Die Kids wollten einfach nur ihren Spaß haben, und den haben sie, indem sie andere, egal wen, niedermachen. Und über Konsequenzen hat keiner nachgedacht. Wenn er sich nicht umgebracht hätte, dann hätten sie ihn wohl für gute Noten erpresst...
Als ich diesen Abschnitt gelesen habe, war ich grad mit 12-14-jährigen Kids im Ferienlager. Die waren auch nicht einfach, aber nicht mal ansatzweise so krass drauf. Ich hätte wahrscheinlich schon in Frankfurt den Bus umdrehen und zurückfahren lassen, spätestens allerdings nach der ersten Nacht in Frankreich. Wir Betreuer haben uns (nicht den Kids) gesagt, dass sie ruhig ein bisschen Scheibe spielen können, solange sie es nicht zu offensichtlich machen.
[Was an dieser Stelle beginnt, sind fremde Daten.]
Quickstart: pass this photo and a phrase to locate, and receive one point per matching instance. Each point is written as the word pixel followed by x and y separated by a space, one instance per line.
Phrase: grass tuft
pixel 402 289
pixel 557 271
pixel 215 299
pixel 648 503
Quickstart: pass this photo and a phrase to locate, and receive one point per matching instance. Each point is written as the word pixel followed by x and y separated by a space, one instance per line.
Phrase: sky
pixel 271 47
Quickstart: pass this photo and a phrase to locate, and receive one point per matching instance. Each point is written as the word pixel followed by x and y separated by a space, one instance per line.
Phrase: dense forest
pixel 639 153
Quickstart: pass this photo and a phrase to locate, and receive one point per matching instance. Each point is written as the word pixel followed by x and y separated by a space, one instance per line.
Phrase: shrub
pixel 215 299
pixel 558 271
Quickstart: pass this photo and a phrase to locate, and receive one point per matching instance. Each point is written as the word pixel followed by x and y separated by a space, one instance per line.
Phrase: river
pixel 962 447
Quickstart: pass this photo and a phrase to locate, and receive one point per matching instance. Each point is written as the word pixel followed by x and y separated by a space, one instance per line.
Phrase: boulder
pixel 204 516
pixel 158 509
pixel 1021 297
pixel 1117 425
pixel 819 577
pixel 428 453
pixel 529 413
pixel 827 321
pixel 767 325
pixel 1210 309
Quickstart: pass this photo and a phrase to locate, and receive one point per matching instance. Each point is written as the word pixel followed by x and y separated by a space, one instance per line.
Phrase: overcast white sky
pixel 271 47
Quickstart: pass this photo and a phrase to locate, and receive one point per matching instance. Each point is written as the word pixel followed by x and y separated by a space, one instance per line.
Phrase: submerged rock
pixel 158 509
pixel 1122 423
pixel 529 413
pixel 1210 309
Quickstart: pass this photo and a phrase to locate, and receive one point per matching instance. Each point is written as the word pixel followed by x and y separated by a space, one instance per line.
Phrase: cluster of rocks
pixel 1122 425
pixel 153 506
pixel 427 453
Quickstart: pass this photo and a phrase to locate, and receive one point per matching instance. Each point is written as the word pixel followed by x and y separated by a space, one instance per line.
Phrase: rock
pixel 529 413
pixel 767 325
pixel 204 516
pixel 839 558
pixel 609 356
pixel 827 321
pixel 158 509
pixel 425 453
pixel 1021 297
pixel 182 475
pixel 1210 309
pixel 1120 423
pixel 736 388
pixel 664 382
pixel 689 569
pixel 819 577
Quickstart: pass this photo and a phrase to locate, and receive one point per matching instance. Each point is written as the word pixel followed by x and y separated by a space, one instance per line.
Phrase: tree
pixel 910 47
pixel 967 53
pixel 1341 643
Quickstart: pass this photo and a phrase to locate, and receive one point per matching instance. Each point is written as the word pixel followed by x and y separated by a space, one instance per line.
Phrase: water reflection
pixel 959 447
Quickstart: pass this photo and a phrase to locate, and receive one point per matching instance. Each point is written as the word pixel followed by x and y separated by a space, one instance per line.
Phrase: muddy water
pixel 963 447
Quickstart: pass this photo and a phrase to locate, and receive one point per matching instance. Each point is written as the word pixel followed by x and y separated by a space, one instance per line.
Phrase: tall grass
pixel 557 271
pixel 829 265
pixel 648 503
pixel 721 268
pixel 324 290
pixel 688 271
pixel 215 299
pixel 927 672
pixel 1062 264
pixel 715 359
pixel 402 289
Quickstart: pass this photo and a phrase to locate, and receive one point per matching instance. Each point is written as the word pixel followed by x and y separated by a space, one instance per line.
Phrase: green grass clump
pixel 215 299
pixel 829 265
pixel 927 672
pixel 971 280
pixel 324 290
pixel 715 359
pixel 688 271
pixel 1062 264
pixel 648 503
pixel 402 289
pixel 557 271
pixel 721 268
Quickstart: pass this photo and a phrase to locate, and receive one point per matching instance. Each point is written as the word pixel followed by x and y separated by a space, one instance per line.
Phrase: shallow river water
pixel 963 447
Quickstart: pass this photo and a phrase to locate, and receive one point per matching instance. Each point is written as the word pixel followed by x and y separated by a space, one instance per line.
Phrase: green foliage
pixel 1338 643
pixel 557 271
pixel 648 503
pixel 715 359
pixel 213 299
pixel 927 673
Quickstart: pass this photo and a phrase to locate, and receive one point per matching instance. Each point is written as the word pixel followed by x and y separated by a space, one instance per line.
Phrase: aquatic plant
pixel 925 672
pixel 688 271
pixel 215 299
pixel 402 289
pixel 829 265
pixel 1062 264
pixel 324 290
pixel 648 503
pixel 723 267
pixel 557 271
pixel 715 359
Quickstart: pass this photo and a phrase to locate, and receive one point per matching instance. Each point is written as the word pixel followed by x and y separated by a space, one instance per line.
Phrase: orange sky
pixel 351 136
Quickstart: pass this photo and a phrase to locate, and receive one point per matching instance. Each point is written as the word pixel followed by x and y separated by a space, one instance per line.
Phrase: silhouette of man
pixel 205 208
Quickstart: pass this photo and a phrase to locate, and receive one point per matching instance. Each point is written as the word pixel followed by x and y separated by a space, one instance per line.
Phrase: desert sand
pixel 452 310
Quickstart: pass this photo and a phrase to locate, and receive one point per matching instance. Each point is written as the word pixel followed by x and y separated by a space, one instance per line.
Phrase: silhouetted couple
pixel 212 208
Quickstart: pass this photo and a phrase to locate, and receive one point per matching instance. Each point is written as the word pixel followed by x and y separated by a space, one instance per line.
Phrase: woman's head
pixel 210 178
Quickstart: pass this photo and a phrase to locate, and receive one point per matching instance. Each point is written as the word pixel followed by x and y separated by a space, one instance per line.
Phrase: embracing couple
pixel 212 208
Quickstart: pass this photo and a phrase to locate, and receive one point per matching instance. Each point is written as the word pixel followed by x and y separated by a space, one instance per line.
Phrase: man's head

Gut wir waren mitten im brandenburgischen Nirgendwo, ohne Alkohol und Zigaretten, dafür mit Wald und See. Wenn die (großen) Kids also nach der Nachtruhe noch zum See wollen, ist das in Ordnung, aber wenn sie dabei so laut sind, dass wir das offiziell mitbekommen müssen, dann nicht mehr. Womit ich eigentlich nur sagen will, dass sich die Kids in dem Buch so offensichtlich danebenbenommen haben, dass ich zu ihrer eigenen Sicherheit die Klassenreise vorzeitiug beendet hätte...
edit Mulle : Falk vergleicht die Zunge des Lehrers mit dessen Penis...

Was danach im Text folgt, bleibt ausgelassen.